Let's Talk It Over
Lee Fields
Depuis qu'il est un peu sorti de nulle part avec son impeccable Faithful Man, on nous a vendu Lee Fields comme un secret extrêmement bien gardé de la soul américaine. Et en l'occurrence, vu la difficulté que l'on a à retracer son parcours, on peut même dire que le bonhomme tient plus de l'ombre filante que du secret. Il n'a même pas de page Wikipédia, c'est dire. Car si les différentes biographies du natif de Caroline du Nord nous vendent une longue et riche carrière, force est de constater que Lee Fields n'a rien sorti entre 1979 et 1997. Ce qui est finalement bien peu pour un mec qui traîne ses costumes un brin pourris (et la pochette de Let's Talk It Over en est une nouvelle preuve) depuis plusieurs décennies. Un album donc, paru en 1979, et que nous ressort Truth & Soul en ce début d'année 2013. Un album pour mieux comprendre un homme dont on aura découvert sur le tard toute la sensibilité et tout le charisme.
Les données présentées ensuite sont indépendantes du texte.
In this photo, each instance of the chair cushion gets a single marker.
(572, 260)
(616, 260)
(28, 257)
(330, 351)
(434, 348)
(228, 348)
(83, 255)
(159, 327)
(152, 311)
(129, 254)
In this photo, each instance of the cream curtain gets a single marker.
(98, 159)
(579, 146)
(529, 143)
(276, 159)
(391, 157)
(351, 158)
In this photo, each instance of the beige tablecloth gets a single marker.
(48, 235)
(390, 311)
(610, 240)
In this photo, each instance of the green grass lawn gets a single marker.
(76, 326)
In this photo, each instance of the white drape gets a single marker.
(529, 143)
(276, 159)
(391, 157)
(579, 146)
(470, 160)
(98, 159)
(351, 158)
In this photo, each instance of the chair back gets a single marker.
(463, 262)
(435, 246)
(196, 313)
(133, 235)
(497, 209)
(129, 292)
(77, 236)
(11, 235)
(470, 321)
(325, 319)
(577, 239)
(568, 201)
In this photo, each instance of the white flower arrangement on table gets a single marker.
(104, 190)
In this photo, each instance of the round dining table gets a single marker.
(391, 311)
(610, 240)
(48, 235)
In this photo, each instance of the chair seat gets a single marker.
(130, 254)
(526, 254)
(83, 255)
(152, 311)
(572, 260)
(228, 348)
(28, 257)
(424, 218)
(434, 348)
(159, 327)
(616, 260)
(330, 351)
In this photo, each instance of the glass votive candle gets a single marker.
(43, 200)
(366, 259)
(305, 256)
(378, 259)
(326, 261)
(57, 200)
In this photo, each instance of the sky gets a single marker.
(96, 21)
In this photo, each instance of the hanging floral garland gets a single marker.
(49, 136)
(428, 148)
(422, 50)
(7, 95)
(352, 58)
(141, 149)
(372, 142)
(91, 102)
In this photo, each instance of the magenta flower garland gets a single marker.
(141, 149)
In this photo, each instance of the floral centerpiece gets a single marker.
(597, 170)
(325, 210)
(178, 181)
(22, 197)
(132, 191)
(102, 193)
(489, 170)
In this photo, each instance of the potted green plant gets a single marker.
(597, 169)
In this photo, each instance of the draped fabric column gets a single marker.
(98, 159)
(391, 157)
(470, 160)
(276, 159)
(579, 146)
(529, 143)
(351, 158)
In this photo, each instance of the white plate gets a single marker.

Un album très intéressant surtout, qui permet d'un peu recadrer le parcours du vétéran soulman et peut-être de comprendre un peu mieux l'anonymat dans lequel il a longtemps végété.
C'est un fait: s'il est bien un genre dont on a le sentiment que la production à son apogée a été plus abondante que tout, c'est bien la soul. L'âge d'or du genre est aujourd'hui loin derrière nous et pourtant on continue de découvrir des artistes incroyables au détour de la moindre compilation ou du moindre DJ set des spécialistes du genre. On se dit alors que dans les années 70, la concurrence devait être féroce et qu'il fallait, en plus d'un sacré talent, pas mal de chance pour percer. Pas de bol pour Lee Fields, le train est parti sans lui. En même temps, un album comme Let's Talk It Over nous permet d'un peu mieux interpréter le désamour dont il a pu faire preuve. Car si Faithful Man est l'œuvre d'un type qui a bien digéré les échecs du passé et porte un regard sobre et réaliste sur la vie, Let's Talk It Over est plutôt à classer dans cette catégorie de disques frileux dans son approche mais généreux dans sa réalisation. C'est bien simple, on a souvent l'impression d'entendre les Four Tops, James Brown ou n'importe quelle tête de gondole estampillée Stax ou Motown que Lee Fields. Un artiste en pleine période formatrice plutôt qu'un mec sûr de lui en somme. Ce qui ne fait pourtant pas de Let's Talk It Over un disque qui flaire bon l'arnaque, car l'Américain compense son manque total de couilles par une énergie et un groove qui, en 1979, faisaient déjà des merveilles.
Et si le disque original vaut au final le détour malgré une originalité en berne, on n'en dira pas autant des morceaux bonus qui agrémentent cette réédition, plutôt pantouflards et pas vraiment digne d'intérêt. Un disque pour les fans? Assurément. Quant à Lee Fields, c'est dans ses postures de vieux roublard de l'amour qu'on le préfère. Bref, qu'il s'attèle à livrer une suite à Faithful Man plutôt que de recycler ses vieilles bandes.